‘Seeing’ on tiny battery-powered microcontrollers with RNNPool

Published December 11, 2020

By Oindrila Saha , Research Fellow Shikhar Jaiswal , Research Intern Aayan Kumar , Former Research Fellow Harsha Simhadri , Principal Researcher Prateek Jain , Researcher

Share this page

Computer vision has rapidly evolved over the past decade, allowing for such applications as Seeing AI (opens in new tab), a camera app that describes aloud a person’s surroundings, helping those who are blind or have low vision; systems that can detect whether a product, such as a computer chip or article of clothing, has been assembled correctly, improving quality control; and services that can convert information from hard-copy documents into a digital format (opens in new tab), making it easier to manage personal and business data. All this has been made possible by the evolution of convolutional neural networks (CNNs) and faster hardware that can run increasingly deeper architectures. And thanks to specialized neural accelerators for CNNs, computer vision applications that were limited to the realm of plugged-in power-hungry workstations just a few years ago can even be performed by mobile devices.
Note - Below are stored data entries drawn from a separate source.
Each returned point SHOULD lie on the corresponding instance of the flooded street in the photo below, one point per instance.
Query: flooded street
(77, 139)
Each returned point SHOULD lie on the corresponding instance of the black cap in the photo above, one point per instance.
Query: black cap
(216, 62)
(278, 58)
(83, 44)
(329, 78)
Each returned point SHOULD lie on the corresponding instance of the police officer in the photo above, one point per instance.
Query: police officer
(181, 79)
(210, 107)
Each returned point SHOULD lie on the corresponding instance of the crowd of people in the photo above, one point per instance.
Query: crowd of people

The next frontier in this natural progression is the edge. The very edge. Tiny devices that consume less power and are capable of collecting and analyzing data in a connected Internet of Things (IoT) world. Can we enable sophisticated vision intelligence on these devices? Vision on such devices could open up new scenarios. Imagine the walking stick of a person who is blind or has low vision outfitted with a small camera that can detect a dog, vehicle, or other object and provide feedback that would allow the person to avoid a potential accident or a retail system that can detect an empty shelf and alert a manager that a high-demand product needs to be restocked or reordered. This would not only enable users of such technology to understand their surroundings in new ways, but it would also give them more control over their data by retaining sensitive information on the edge instead of sending it over the network to the cloud for processing, which could compromise it.

CODE PyTorch RNNPool operator

But today’s vision architectures require large amounts of memory and compute, more than is available on typical IoT devices. To address this challenge, we introduce RNNPool, a pooling operator that can rapidly reduce the size of intermediate image representations to allow for the analysis of images on small memory- and compute-constrained devices. When used as a replacement for CNN blocks, RNNPool enables CNN models with much fewer layers, smaller intermediate representations, and hence lesser computational requirement while still ensuring state-of-the-art performance for small models. Because RNNPool is syntactically equivalent and semantically similar to existing pooling operators, it can easily be incorporated into standard CNN architectures. We’re presenting “RNNPool: Efficient Non-linear Pooling for RAM Constrained Inference” at the 34th Conference on Neural Information Processing Systems (NeurIPS 2020).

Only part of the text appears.